I am trying out PatchTST timeseries transformer (paper, code) on a timeseries data that I have. The way PatchTST handles data is as follows:
Note that on line 78-79, the repo does following:
self.data_x = data[border1:border2] self.data_y = data[border1:border2]
So, both data_x
and data_y
are exactly same, meaning have same rows and columns.
Then it does following on (line 88-89)
seq_x = self.data_x[s_begin:s_end] seq_y = self.data_y[r_begin:r_end]
Finally, it passes batch_x
to input model on line 149:
outputs = self.model(batch_x)
The model forecast all input time series (or columns) for specified prediction window. Model has following three modes:
- M: more than one feature time series which are also the target time series to be predicted
- S: single feature time series which is also the target time series to be predicted
- MS: more than one feature time series, but only single target time series. In this case, we still pass `batch_x` to the model which contains both feature and target time series, but we calculate loss only against last time series (column) considering it the target one.
My problem statement differs from the papers in following sense:
- I have multiple feature time series and targe time series and they are different: There is NO common timeseries that is both feature and target.
- I intermittently loose ground truth target time series when I deploy the model.
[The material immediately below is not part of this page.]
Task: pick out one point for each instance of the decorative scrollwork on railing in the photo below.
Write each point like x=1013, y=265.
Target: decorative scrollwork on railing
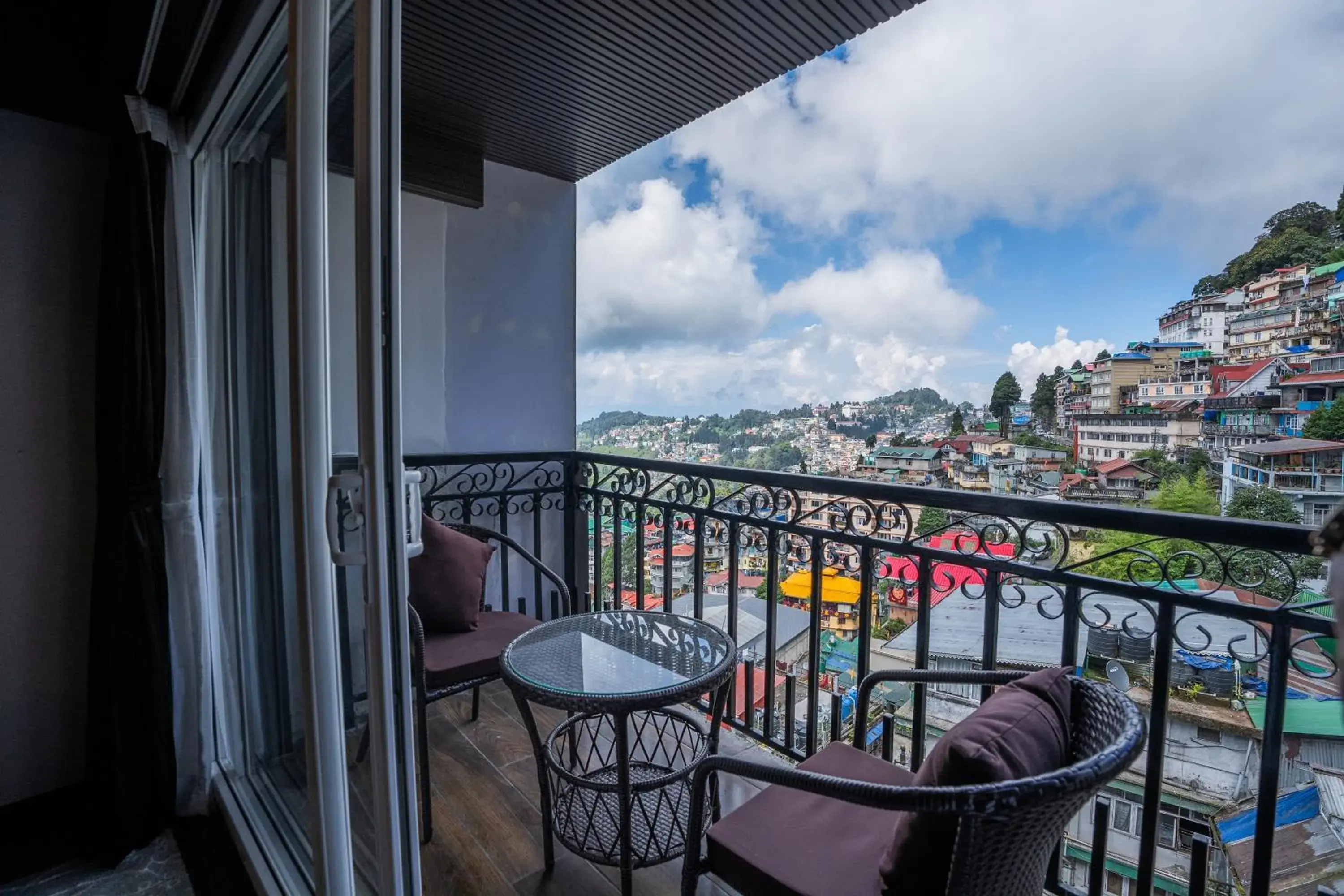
x=1194, y=567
In such scenario, I still want my predictions to be good. (My training dataset has ground truth target time series values for all time steps / no gaps.)
How can I accommodate these differences in the model?
I can brainstorm following approaches:
Feed only feature time series to the model and then modify the architecture of
FlattenHead
to predict number of target time series. This approach will have two more challenges.1.1. The official repo applies
StandardScaler
on both feature and target time series together. It then creates mini batches on these scaled data. But, this approach don't feed target time series to model and it sounds incorrect to scale only on feature timeseries. Should I completely omit scaling.1.2. The official repo applies scaling at instance level too to deal with distribution shift. This is called Reversible Instance Normalization (paper, code). This also suffers from challenge similar to exactly as in case of StandardScaler, that this approach dont input target features to the model. Should I completely forgo Reversible Instance Normalization (line 62-65, line 78-81).
Train model with ground truth target time series only along with feature time series. During testing, use ground truth target time series for some initial mini batches. In later mini batches, use past predicted target time series values to form a input window.
Train model with ground truth target time series in some initial mini batches. In later mini batches, use past predicted target time series values to form an input window. Same with testing
I know some of above approaches may not work at all. But I was just brain storming. Have you faced such requirements in your problem statement? What approach you will suggest out of above. Also please suggest any other approach that you feel that will be better than above three.
PS: I tried to input the timeseries data (both feature and target time series) as done by paper / official repo. It works well, but its not of my use since my problem statement may experience situation where target ground truth is not available.